The Stranger’s feet were galloping by the time the path started to become more rocky, unlike anything they had felt along the way. It had only been soft melting ice, and the occasional dirt patch to throw of the feeling of smooth sailing, and remind them about how this was going to be. It wasn’t some easy walk in a meadow, despite what Dover, or any of the other people that spanned through the whole passage, said. The ice pushed their ankles up into their calves, making each step feel like snapping a bone, and make sure that the person involved wasn’t having a peaceful time. The rifle was enough to ingrain that into their head. A drill with the word ‘carbine repeater’ was stuck in The Stranger’s head, spinning slowly, waiting for the day it could reach the edge of the frontal lobe.

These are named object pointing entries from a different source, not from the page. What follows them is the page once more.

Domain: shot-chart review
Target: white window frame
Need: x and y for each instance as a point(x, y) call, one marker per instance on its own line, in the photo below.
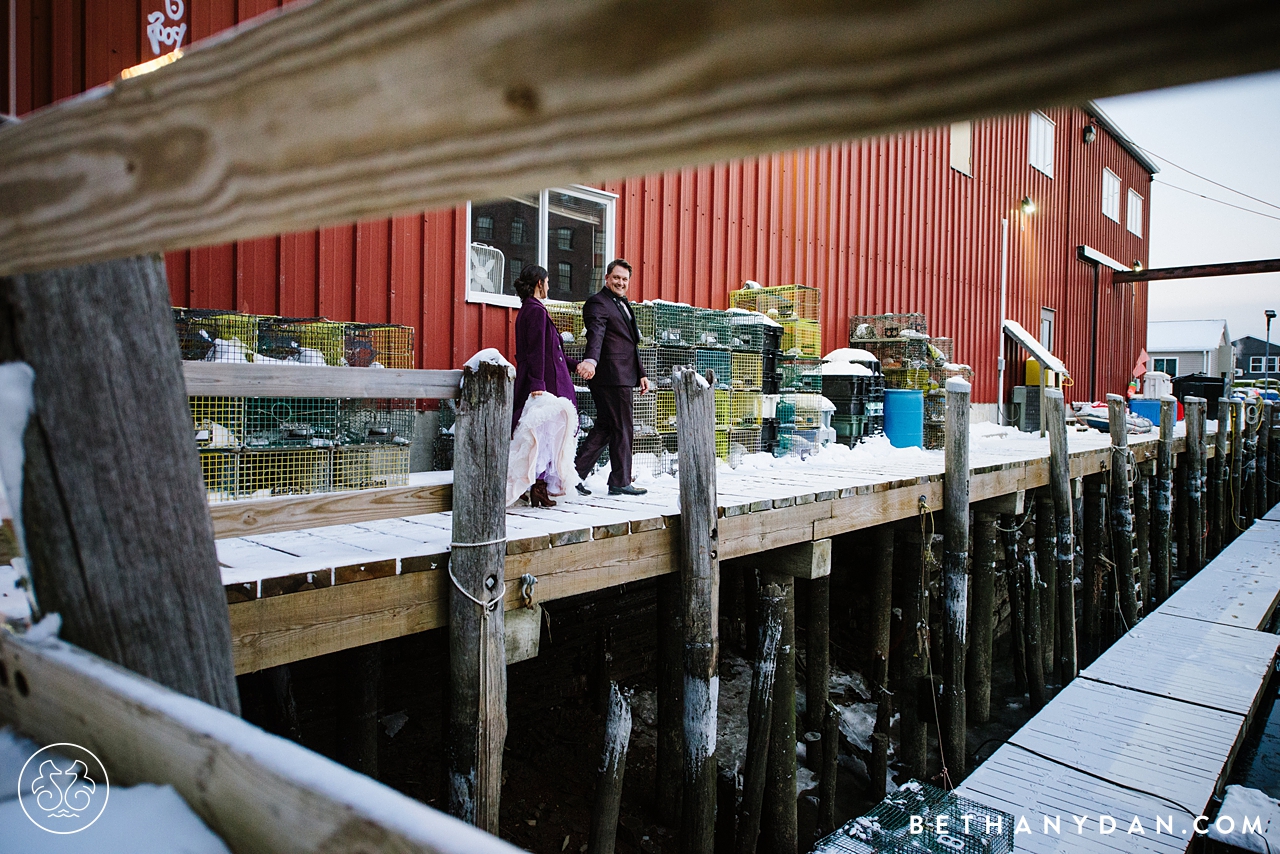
point(1111, 195)
point(611, 211)
point(1041, 132)
point(961, 147)
point(1134, 222)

They started running at a full sprint.
Up ahead, the mound of snow and branches had started to end. That vision of the past month had started to end, with a memory of concrete walls and barrels of fire starting to begin. A tear fell, and the running continued, their heart beating faster and faster, feeling heavier and heavier.
The Stranger stopped, right as the cobblestone began to smooth out completely. No more scattered rocks, they were buried into the mud and snow, taking shape. More words flying from that old tattered book, hitting each and every mark to make sure they were going to be effected in one way or another by the location beyond the trees. But the smell came back, making them cringe and feel more pain in their lungs with each and every breath. It wasn’t sweet, but it was salty, a feeling of unknowing clouding everything they were told, combined with what could be seen.
There was fire, that was confirmed.
This path was the only one he had heard of that was littered with snow.
And, overall, the recoil had been worse than anything mentioned by mother.
When she went over the details, it sounded like it was along the pathway of just loneliness and self-examination. A way to discover yourself and all the flaws that come along that journey that most dumbasses call life, and the reward is The Cottage, once the end came. There was no fire whatsoever. No mention of a dancing orange hue among the trees, as a guide towards redemption.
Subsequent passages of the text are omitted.